Demand and Propose

December 6, 2010

Issue introduction by Iker Gil, editor in chief of MAS Context.


Mas issue public cover opening

We should be in charge of our cities. We work, live and play in them. We meet, greet, eat and discover new things in them daily. I say ‘should’ because we don’t. We wait passively until some politician makes a decision — a moment that is usually used to criticize that decision. While it is true that a political leader should make decisions, why is the PUBLIC always waiting for someone else to decide? Why react when we can act? We want a PUBLIC that demands more and proposes more. A PUBLIC that understands the consequences of the laws and legislations approved by their leaders. A PUBLIC that stands up for the things that don’t benefit the community as a whole. We pay taxes and we should demand the most out of them. Demanding constructive discussion, providing other options and provoking a dialogue that will ultimately provide the best decision possible—for the PUBLIC.

Before it was a vacant lot. Now it is no longer a vacant lot but a public space that generates life in the neighborhood and supports new activities. Our goal: to make the vacant lots 100% available.”

Architect Lick Fai Eric Ho opens this issue by proposing a new way of approaching design. One that is generated from the bottom-up, that “understands the economic and social value of not only the sharing of resources, but also the cultivation of individual ideas through open collaboration, towards the possibility of an everyday culture and attitude towards design.” Through his fictional images that narrow the streets of Los Angeles, David Yoon explores what type of city and mood those new streets would create. His fictional depictions of the streets, while they are not literal proposals, provide alternate frames for discussing whether another city is possible: one that puts human scale in the foreground.

The exploration of the street as a public space continues with the photographs by Rob Smith that document the everyday life in the streets of Shanghai. They are the natural extension to the public and private activities happening in the buildings nearby. Suddenly streets become living rooms, dining rooms, barbershops, libraries or repair shops. LabRAD, the virtual hub for designers from various schools of architecture formed by Wayne Congar and Arielle Assouline-Lichten, proposes a new national building in their awarded proposal for the White House Redux competition. As explained in their statement, the current White House “is the final and most formidable roadblock prohibiting dialogue between the public and political power players. White House 2.0 is an open-source solution, designed to facilitate a symbiotic information exchange…with the aim of creating more effective legislation and elevating the role of the public in the political process.”

We looked at Superfund, the federal government’s program to clean up the nation’s uncontrolled hazardous waste sites. Through the visualizations by Andrew Clark and his research along with Matthew Hoffman, we start to comprehend how, where, and why the consequences of our seeping industrial past and present, legislation included, are sticking around for the next few generations.

Looking at the consequences of legislation in other locales, we paid special attention to the situation in New Orleans regarding its public housing and mid-century public schools.
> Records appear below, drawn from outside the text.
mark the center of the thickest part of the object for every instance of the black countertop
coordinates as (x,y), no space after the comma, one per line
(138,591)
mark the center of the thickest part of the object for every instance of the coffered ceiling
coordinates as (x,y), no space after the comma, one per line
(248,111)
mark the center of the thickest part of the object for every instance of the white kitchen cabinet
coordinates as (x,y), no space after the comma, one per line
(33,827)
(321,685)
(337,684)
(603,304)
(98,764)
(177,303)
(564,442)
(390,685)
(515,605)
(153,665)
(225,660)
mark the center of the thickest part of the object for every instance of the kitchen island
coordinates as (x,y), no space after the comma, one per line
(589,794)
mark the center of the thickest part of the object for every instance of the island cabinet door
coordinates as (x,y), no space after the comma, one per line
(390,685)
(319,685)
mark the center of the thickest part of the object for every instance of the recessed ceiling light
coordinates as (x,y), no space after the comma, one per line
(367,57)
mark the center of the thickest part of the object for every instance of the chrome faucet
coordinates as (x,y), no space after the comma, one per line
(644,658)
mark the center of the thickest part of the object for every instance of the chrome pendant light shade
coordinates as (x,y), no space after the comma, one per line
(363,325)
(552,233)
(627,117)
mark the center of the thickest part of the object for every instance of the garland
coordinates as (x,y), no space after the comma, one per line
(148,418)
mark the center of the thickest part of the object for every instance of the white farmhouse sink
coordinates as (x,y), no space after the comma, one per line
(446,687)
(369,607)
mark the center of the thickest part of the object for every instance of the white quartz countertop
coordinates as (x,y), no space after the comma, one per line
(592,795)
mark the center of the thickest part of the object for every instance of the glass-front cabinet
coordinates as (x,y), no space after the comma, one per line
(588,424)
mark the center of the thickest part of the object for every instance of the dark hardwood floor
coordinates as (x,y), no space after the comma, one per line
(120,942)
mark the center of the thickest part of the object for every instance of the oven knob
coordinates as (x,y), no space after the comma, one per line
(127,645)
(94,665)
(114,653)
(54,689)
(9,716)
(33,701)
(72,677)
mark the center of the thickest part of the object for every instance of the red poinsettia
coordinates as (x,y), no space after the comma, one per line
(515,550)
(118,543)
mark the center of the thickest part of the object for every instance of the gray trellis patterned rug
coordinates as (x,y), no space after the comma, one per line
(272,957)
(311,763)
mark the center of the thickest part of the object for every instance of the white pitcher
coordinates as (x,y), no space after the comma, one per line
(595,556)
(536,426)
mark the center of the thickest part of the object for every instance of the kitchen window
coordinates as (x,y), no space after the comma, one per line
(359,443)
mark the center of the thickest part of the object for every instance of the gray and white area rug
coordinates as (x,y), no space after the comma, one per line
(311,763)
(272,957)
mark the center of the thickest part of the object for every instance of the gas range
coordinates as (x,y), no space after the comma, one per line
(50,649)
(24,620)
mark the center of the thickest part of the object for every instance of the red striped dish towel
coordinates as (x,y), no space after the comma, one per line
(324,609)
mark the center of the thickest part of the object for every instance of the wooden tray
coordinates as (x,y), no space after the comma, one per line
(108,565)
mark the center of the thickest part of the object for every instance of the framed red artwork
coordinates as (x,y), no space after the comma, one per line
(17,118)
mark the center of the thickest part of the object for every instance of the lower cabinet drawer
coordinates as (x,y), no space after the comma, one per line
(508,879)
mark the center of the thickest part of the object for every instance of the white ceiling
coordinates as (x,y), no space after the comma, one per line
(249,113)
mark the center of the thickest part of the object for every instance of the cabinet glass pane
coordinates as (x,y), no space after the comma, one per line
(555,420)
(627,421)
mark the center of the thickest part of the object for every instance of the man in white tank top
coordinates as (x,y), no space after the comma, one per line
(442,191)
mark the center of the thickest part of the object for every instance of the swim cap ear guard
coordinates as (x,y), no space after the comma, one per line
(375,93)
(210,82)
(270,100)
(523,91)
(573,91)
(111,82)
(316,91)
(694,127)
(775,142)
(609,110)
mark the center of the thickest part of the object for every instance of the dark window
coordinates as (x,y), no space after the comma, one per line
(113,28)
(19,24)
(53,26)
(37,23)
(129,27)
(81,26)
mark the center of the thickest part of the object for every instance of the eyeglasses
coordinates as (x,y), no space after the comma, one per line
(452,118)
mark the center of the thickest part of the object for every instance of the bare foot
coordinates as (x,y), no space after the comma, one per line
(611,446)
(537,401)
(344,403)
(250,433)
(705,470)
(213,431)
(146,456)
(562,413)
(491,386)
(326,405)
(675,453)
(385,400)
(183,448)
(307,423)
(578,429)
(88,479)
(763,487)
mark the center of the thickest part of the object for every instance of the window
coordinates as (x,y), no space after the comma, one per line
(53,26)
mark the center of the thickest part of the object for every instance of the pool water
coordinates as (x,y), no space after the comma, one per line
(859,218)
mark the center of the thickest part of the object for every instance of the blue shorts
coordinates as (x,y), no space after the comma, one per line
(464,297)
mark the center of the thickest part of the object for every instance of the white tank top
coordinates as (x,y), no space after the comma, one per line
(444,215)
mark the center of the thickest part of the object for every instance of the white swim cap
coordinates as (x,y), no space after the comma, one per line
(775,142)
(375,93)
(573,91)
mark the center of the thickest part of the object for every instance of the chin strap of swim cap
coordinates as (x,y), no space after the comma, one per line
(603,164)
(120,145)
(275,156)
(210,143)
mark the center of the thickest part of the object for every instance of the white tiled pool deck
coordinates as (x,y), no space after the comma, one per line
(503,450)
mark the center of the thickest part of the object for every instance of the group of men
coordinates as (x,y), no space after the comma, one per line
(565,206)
Architect Edward Emile Richardson explains the impact that the public housing laws have had in the public housing system in the city after Hurricane Katrina. Francine Stock, president of DOCOMOMO US/Louisiana, writes about the current situation of the mid-century public schools in the city. Either demolished or in danger of demolition, these structures represent a type of architecture that was forward thinking and innovative in the way they were built and used by the public. The process to discuss their future when they become obsolete has failed to provide a fair space to listen to new options. Can we establish another way of approaching this problem?

We also showcased specific public buildings and spaces that are successful in their approach, process and result. The European Award for Urban Public Space selected this year two projects as joint winners: the Open-Air Library in Magdeburg (Germany) by KARO* with Architectur + Netzwerk and the Norwegian National Opera and Ballet in Oslo (Norway) by Snøhetta. When your building, in this case the Open-Air Library, does not need any type of control and the residents call it the “library of confidence,” you know you have given them something that they have successfully embraced. Our third selected project, El Peine del Viento (Wind Comb), is the emblem of a city, embraced by citizens and visitors and the gift to its native city of the sculptor Eduardo Chillida and the architect Luis Peña Ganchegui. We talked to Luis Chillida, son of the sculptor in Chillida-Leku, the marvelous and indispensable museum of Eduardo Chillida, about this project.

And we finally asked you, our PUBLIC, about your favorite public space. A variety of places in many settings that make us ponder the big and the small aspects that help us enjoy a public space.

Enjoy the issue that closes our second year. And remember, when we say PUBLIC, we mean you. Go out there, demand and propose. Get PUBLIC with your ideas.